Status Update (2023-03-22)

You can now apply this configuration using the custom podspec feature. The feature is currently behind a feature flag FF_USE_ADVANCED_POD_SPEC_CONFIGURATION

Config Example

[[runners]]
  environment = ["FF_USE_ADVANCED_POD_SPEC_CONFIGURATION=true"]
  [runners.kubernetes]
    image = "alpine"
    [[runners.kubernetes.pod_spec]]
      name = "tester"
      patch_type = "strategic"
      patch = '''
      initContainers:
        - name: "init-permissions"
          resources:
            limits:
              cpu: "..."
            requests:
              cpu: "..."
      '''

We are also capturing any feedback wrt this feature in the issue Overwrite generated Kubernetes pod specificatio... (#29659 - closed)

Documentation

Release notes

The Kubernetes executor in Gitlab Runner can now be configured to define resource limits for the init container. This being the last place where resource limits weren't configurable, you can now use ResourceQuota objects in the Kubernetes namespace your CI jobs are run in.

Problem to solve

Trying to limit resources for the gitlab-runner namespace with ResourceQuota objects in kubernetes fails with

ERROR: Job failed (system failure): prepare environment: setting up build pod: pods "runner-lhqxxcua-project-3-concurrent-0zjxfl" is forbidden: failed quota: runners: must specify limits.cpu,limits.memory. Check https://docs.gitlab.com/runner/shells/index.html#shell-profile-loading for more information

After some digging around, I found the init container does not have any resource limits set and configuring them is not possible.

Proposal

Add configuration options init_cpu_limit, init_cpu_requests, init_memory_limit and so, mirroring the already existing cpu_limit, helper_cpu_limit, service_cpu_limit and co. Use the values configured there as resource limits/requests for the init container.

Further details

Having resource requests/limits configured for all containers in all pods the runner creates, allows user to restrict resource usage for CI tasks by using the Kubernetes ResourceQuota objects.
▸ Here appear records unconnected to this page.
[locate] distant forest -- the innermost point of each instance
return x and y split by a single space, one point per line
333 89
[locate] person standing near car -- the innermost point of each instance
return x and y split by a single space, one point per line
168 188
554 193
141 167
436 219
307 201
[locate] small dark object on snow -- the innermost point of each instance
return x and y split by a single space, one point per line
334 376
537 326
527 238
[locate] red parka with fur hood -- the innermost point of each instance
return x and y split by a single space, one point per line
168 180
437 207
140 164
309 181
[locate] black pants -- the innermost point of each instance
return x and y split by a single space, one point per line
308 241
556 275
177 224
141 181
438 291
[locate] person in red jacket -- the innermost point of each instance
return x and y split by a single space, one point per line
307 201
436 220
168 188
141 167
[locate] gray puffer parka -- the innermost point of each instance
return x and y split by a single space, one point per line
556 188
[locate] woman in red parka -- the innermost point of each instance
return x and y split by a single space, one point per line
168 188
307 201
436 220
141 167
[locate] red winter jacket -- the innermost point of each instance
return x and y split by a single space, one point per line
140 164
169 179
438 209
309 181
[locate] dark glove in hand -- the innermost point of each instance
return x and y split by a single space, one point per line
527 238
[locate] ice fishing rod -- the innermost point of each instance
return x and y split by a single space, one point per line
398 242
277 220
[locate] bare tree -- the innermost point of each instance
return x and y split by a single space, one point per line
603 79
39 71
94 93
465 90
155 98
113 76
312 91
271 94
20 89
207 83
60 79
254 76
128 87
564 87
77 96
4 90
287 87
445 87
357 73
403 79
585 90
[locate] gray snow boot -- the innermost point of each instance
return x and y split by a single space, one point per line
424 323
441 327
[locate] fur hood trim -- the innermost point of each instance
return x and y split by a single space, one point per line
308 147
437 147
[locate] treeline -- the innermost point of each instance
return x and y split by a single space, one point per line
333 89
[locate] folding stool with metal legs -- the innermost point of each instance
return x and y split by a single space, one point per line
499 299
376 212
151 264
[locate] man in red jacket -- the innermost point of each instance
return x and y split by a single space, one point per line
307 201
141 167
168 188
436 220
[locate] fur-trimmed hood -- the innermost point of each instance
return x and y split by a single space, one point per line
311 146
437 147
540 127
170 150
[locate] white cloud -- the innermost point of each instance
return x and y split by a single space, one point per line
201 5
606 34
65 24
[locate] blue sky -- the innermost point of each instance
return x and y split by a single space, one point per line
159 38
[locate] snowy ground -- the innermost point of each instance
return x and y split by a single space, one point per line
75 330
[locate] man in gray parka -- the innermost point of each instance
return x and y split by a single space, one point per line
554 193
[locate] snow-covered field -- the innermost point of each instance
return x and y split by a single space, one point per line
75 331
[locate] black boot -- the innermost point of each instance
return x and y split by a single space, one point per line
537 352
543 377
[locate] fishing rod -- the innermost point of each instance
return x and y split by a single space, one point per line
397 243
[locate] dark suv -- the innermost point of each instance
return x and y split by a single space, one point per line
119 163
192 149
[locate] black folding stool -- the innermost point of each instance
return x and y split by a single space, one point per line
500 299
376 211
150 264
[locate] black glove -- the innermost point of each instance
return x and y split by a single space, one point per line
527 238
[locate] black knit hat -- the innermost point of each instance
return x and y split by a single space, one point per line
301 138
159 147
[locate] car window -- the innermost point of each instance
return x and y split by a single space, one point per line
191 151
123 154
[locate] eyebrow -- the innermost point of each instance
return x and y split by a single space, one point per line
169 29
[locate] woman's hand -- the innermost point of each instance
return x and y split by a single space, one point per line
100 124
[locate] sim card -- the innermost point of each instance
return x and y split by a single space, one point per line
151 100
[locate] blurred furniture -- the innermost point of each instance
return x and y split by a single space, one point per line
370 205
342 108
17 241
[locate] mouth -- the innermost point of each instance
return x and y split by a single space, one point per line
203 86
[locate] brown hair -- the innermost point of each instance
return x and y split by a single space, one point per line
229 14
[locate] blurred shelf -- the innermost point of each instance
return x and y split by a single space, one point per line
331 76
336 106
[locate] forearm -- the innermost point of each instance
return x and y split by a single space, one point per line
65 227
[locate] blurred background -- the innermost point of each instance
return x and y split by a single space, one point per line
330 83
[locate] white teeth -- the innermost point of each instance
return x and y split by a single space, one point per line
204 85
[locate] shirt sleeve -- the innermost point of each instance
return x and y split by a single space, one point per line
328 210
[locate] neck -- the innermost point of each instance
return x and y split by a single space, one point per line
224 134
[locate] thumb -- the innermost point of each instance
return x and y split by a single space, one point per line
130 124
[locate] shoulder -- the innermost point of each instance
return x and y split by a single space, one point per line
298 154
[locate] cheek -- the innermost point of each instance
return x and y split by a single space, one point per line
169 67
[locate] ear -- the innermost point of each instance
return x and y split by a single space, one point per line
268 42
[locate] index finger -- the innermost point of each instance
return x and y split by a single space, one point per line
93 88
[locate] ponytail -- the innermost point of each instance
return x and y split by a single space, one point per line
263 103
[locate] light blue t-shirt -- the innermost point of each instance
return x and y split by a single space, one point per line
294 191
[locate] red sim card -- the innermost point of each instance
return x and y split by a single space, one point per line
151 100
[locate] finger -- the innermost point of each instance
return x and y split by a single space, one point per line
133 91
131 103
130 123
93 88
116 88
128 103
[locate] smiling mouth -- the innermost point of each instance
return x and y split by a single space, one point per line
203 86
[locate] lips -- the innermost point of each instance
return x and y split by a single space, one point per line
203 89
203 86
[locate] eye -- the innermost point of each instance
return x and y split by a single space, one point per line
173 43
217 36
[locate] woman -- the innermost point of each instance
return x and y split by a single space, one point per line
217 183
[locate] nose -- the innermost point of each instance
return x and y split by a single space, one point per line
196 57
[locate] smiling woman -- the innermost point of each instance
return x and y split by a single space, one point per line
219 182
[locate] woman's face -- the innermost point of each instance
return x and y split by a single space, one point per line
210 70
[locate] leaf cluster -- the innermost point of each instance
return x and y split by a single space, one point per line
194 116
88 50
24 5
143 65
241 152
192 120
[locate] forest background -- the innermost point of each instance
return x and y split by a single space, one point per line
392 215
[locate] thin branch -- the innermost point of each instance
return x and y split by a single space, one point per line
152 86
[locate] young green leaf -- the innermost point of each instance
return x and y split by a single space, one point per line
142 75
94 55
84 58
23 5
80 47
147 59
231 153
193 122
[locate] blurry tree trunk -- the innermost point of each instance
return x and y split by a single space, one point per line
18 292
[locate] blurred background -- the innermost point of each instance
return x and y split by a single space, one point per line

Letting the cluster enforce these quotas can allow for a more flexible distribution of CI jobs, for example, I currently limit my one runner to concurrency = 1, because it's maximum resource usage can only be used once in my cluster. There is no way to configure max total resource usage in the runner, and frankly, what if I run two runners for the same kubernetes cluster? The best location to configure these max total resource limits is in the Kubernetes cluster.

What does success look like, and how can we measure that?

This feature is implemented correctly when the gitlab-runner can be configured to successfully create pods in a namespace with ResourceQuota objects.